# Favourite Foods



## joneill (Mar 27, 2012)

Hello all!

I have just recently purchased 2 north african pygmy hedgies and would like to find out from everyone what food their hedgies enjoy. 

So far I have tried cooked egg and raw carrot and apple. Neither were a hit.  

Obviously they eat their staple cat kibble and occasional mealworms/superworms.

Please reply to this post with all foods that your hedgies eat and which ones they really like.


----------



## Quinn (Apr 24, 2011)

One of mine loves baked chicken. And the other loves hard boiled egg. They use to really like sweet potatoe but now not so much.


----------



## Guest (Apr 4, 2012)

Sweet potatoe and chicken baby food is a hit and strawberries puree mixed with a bit of cottage cheese.


----------



## Lilysmommy (Jan 7, 2009)

Be careful feeding superworms - there's been many concerns that they don't die easily or quickly, even being chewed up, and you don't want them to hurt your hedgie from inside. Most of the time it's recommended to cut their heads off before feeding them.

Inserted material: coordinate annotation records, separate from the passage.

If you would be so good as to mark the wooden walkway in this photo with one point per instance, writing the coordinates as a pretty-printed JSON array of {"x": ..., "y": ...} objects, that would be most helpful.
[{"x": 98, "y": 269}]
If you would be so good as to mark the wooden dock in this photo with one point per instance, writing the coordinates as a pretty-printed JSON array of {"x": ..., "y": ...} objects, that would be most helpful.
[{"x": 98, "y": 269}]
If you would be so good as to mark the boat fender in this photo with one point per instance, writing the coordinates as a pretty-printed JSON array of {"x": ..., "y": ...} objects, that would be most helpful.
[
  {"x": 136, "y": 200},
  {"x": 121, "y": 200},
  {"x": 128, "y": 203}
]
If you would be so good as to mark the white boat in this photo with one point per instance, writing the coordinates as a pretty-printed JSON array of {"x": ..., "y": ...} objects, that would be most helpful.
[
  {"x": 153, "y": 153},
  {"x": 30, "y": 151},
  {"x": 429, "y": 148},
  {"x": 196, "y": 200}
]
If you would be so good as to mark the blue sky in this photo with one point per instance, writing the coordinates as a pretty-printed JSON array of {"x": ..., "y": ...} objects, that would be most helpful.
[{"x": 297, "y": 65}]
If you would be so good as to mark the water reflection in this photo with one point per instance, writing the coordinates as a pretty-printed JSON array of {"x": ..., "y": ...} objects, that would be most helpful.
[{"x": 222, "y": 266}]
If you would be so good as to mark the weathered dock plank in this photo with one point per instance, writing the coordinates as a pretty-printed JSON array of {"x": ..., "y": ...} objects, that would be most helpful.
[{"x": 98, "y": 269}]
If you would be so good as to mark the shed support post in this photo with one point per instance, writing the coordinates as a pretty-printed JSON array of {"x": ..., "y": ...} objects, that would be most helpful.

Either cooked chicken/turkey or chicken/turkey baby food is often a hit with hedgies. For veggies, sweet potatoes and peas tend to be popular (my Lily loved both in baby food form, turned her nose up at fresh peas). With fruits, either berries (raspberries, strawberries, blueberries), or melon (watermelon, cantaloupe, honeydew melon) tend to be popular. Lily was a melon girl - she'd mash berries into her liner, but if melon was offered she practically inhaled it.

Also, be careful offering harder veggies raw. Things like carrots can pose a choking hazard if given raw because they're harder to chew and could get stuck in the roof of their mouth or on their teeth and cause them to throw up while trying to dislodge it. Here's a list of safe/unsafe fruits & veggies - viewtopic.php?f=6&t=60&st=0&sk=t&sd=a&hilit=fruit+and+veggie Sometimes it takes several offerings to get a hedgie to try something. Sometimes a different form (raw, cooked, baby food) will convince them to give it a try, or offering it with something else. Lily would eat just about any fruit or veggie baby food if it was mixed with chicken or turkey baby food.


----------



## Nebular (Dec 28, 2010)

Norman goes bonkers for cooked chicken and turkey. Apart from those, meal worms, and his standard kibble, nothing else seem to register as "food" to his senses.


----------



## joneill (Mar 27, 2012)

Thank you so very much for all your responses. Going to get working on their menu for the next couple of days. Still trying to build their confidence and trust in me. Only had them 8 days so still getting their protective mode with a few licks and nibbles. They are just adorable though!!!!


----------